Cyient fell over 9% on 26 July as investors were left disappointed with the company's first quarter (Q1FY25) earnings for fiscal 2024-2025. The IT firm reported revenue and margin, which were far lower than analyst estimates.
Mphasis will also be a top buzzing stock.
Mphasis stock surged over 8% to a 52-week high of Rs 3,077.9 on 26 July, as investors cheered the management's upbeat commentary following its April-June quarter results.
The information services company's net profit grew 3% on quarter to Rs 404 in Q1 of FY25 while revenue was flattish at Rs 34.2 bn.
Telecom infrastructure company Indus Towers said the board will consider and approve a proposal to buyback of fully paid-up equity shares, pushing its stock price up by 4.75% Friday.
If approved, this will be the first time in eight years that the company will be conducting a buyback of equity shares. It last happened in 2016, when it was called Bharti Infratel.
At the time, the company had allocated Rs 20 bn for buyback.
The 30 July board meeting will also consider and approve the unaudited financial results for the quarter ended June 2024.
Pharma major Cipla on Friday posted 18% growth in its consolidated net profit at Rs 11.8 bn for the first quarter ended June 2024. The same stood at Rs 9.9 bn in the year-ago period.
Revenue from operations in the reporting period increased 6% year-on-year to Rs 66.9 bn.
EBITDA for the first quarter increased 14% year-on-year to Rs 17.2 bn, compared with Rs 15.1 bn in the same quarter of last year.
Segment wise, with the One India business, the branded prescription division reported growth at 10%, led by focused chronic therapies like respiratory, cardiac and urology, which continued to outpace the market growth.
The overall chronic mix in the portfolio has improved by 1.1% year-on-year to 61.5%.
The consumer health franchise posted growth of 3% year-on-year due to the high base of last year. Anchor brands of Nicotex, Omnigel and Cipladine grew to leadership positions in their respective segments.
The North American business yet again achieved an all-time high quarterly revenue of US$ 250 m by growing 13% over last year supported by positive traction in differentiated portfolios.
Albuterol market share has improved to 17% as per IQVIA week ending 21st June 2024.
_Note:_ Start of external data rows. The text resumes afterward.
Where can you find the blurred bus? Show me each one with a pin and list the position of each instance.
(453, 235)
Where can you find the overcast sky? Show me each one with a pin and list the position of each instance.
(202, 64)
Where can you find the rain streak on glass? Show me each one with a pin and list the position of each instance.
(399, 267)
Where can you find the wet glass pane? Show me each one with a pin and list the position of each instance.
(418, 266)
To enhance this franchise, the generic version of Lanreotide was launched during the quarter, which is one of the biggest peptide launches for FY25.
The South African market recorded strong double-digit growth of 19% year-on-year in local currency terms, led by the private market. The secondary growth of the private market was at a healthy 7.8% versus the market growth of 1.7%, while the prescription business maintained its number 1 rank.
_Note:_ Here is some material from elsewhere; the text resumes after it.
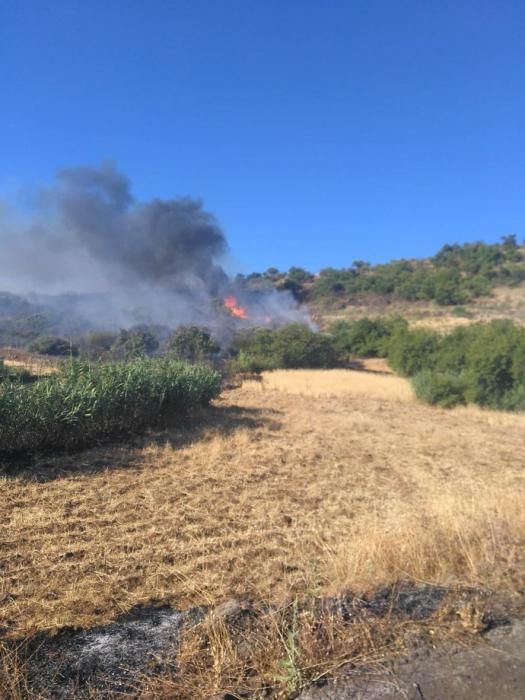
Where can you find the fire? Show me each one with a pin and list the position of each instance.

This growth was propelled by an uptick in key therapies, new launches as well as growth in OTC portfolio.
Metal major Vedanta's board of directors on Friday approved a second interim dividend of Rs 4 per share for the Financial Year 2024-25. The total payout will amount to Rs 15.6 bn.
The dividend was approved by its board in a meeting held today and the company announced about the development during market hours.
The company had intimated earlier about the record date for payment of dividends to be Saturday, 3 August 2024.
In its quarterly update earlier this month, Vedanta reported a 36% year-on-year (YoY) jump in alumina production at Lanjigarh refinery at 539 kt driven by new capacity, the company said today in a filing to the exchanges.
In Q1FY24, the company had produced 395 kt. It was up by 11% on the quarter-on-quarter (QoQ) basis versus 484 kt in the March quarter.
The cast metal aluminium production at its smelters was reported at 596 kt, up 3% YoY on account of better operational performance. The metal production was flat on the QoQ basis.
Its mined metal production in the first quarter stood at 263 kt, up 2% YoY with improved mined metal grades. In line with mine preparation activities being carried out every year in the first quarter, it was lower by 12% QoQ, the company filing said.